Dress to Impress You may be interviewing for a company where you know that it is a relaxed dress code, how you dress shows how seriously you are taking the opportunity and how much you want the job. Whether we like it or not, people make a snap judgement based on appearance and how you carry yourself and you want to ensure that you are viewed as professional, keen and capable.
Listen carefully to the question Nerves can get the better of us and so often we are listening with the goal of speaking next rather than actually hearing the other person properly. Listen carefully to the question that is being asked and think as to which example that you have prepared will best fit the criteria.
Take your time Sometimes we get put on the back foot by a question that we didn’t consider beforehand or we rush to give any answer without first properly considering the question.
To give you time to think you can use a statement such as:
‘That’s a good question, there are a couple of examples I could use.’
Answer in the STARR format To give a good answer, think about how you structure your response.

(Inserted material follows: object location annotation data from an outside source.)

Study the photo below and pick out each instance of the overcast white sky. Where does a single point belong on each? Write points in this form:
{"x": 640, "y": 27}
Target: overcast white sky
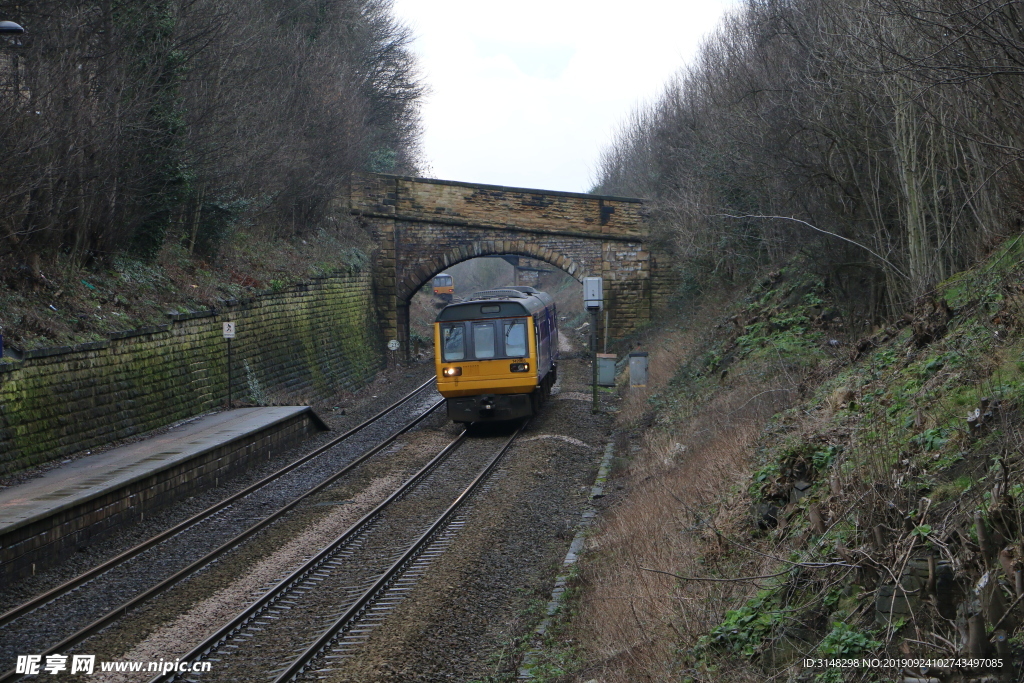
{"x": 527, "y": 93}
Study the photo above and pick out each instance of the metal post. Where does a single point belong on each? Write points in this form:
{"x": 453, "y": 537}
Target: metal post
{"x": 228, "y": 373}
{"x": 593, "y": 353}
{"x": 605, "y": 331}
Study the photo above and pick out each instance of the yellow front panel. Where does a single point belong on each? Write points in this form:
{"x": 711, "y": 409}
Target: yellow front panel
{"x": 484, "y": 376}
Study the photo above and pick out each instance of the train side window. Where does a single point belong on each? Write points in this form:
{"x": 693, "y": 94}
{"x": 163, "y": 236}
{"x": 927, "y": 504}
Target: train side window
{"x": 515, "y": 339}
{"x": 483, "y": 340}
{"x": 454, "y": 341}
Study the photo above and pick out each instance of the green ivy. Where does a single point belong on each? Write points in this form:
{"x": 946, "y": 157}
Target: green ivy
{"x": 844, "y": 640}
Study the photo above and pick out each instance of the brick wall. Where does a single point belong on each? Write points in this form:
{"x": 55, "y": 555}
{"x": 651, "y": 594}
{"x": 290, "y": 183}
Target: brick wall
{"x": 301, "y": 344}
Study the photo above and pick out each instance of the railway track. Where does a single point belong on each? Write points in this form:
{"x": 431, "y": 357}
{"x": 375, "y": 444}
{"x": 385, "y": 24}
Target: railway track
{"x": 64, "y": 616}
{"x": 355, "y": 581}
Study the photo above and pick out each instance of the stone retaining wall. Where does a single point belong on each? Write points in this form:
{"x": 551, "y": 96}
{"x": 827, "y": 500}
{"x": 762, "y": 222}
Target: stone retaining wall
{"x": 300, "y": 345}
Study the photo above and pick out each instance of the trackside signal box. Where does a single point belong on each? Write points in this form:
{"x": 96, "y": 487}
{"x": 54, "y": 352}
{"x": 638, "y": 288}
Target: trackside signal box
{"x": 593, "y": 293}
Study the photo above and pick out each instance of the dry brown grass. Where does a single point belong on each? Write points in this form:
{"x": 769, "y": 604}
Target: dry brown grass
{"x": 685, "y": 499}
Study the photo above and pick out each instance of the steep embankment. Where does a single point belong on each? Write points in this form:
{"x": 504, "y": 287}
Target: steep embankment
{"x": 795, "y": 491}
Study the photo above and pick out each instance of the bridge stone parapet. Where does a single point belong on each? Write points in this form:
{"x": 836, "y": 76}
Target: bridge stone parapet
{"x": 423, "y": 226}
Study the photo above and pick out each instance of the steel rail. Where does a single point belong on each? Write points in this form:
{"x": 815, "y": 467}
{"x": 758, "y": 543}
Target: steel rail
{"x": 283, "y": 587}
{"x": 381, "y": 585}
{"x": 122, "y": 609}
{"x": 69, "y": 586}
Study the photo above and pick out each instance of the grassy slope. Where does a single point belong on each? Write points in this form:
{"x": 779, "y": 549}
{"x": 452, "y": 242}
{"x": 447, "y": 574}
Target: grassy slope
{"x": 68, "y": 303}
{"x": 771, "y": 395}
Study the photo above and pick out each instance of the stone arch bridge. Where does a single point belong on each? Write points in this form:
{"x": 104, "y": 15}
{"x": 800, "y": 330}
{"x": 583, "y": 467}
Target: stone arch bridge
{"x": 423, "y": 226}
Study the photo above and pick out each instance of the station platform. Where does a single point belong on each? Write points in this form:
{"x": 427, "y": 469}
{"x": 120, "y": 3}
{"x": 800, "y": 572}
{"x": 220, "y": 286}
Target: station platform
{"x": 44, "y": 519}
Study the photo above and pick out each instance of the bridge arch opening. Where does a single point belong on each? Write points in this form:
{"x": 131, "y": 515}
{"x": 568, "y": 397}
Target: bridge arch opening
{"x": 438, "y": 263}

A comprehensive answer should follow the STARR model and will allow you not only to answer the question at hand but show that you have learnt from challenging issues and reflected on them.
Situation – What was the issue or challenge that you dealt with? Task – What was the outcome that had to be achieved? Action – What did you do? Result – What was the outcome? Reflection – What did you learn from it or what would you differently next time?
Ask about them Everyone’s favourite subject is themselves. Not only do people warm to you when you ask them questions and it shows you are keen and actively engaged. It can also give you a better insight in to their managerial style and the type of culture within the company.
Asking the hiring manager how they came to be in their position or how long they have been at the company builds rapport and gives you the opportunity to see the career pathways and progression opportunities that are available.
Don’t forget to be yourself! So, you’ve checked the route, got there 10 minutes early, practiced your answers and examples in your head and your shoes are so shiny you can see your face in them. The only thing left to do is to let your personality shine through.
Although nerves can often get the better of us, remember that the hiring manager wants to get a good idea of who you are and are willing you to do well and although skills and experience are important, personality and team fit are a large part of the decision. People can often see potential and hire on ability to train and enthusiasm, rather than solely focusing on current experience.
So be your natural, lovely, sunshine self and Good Luck!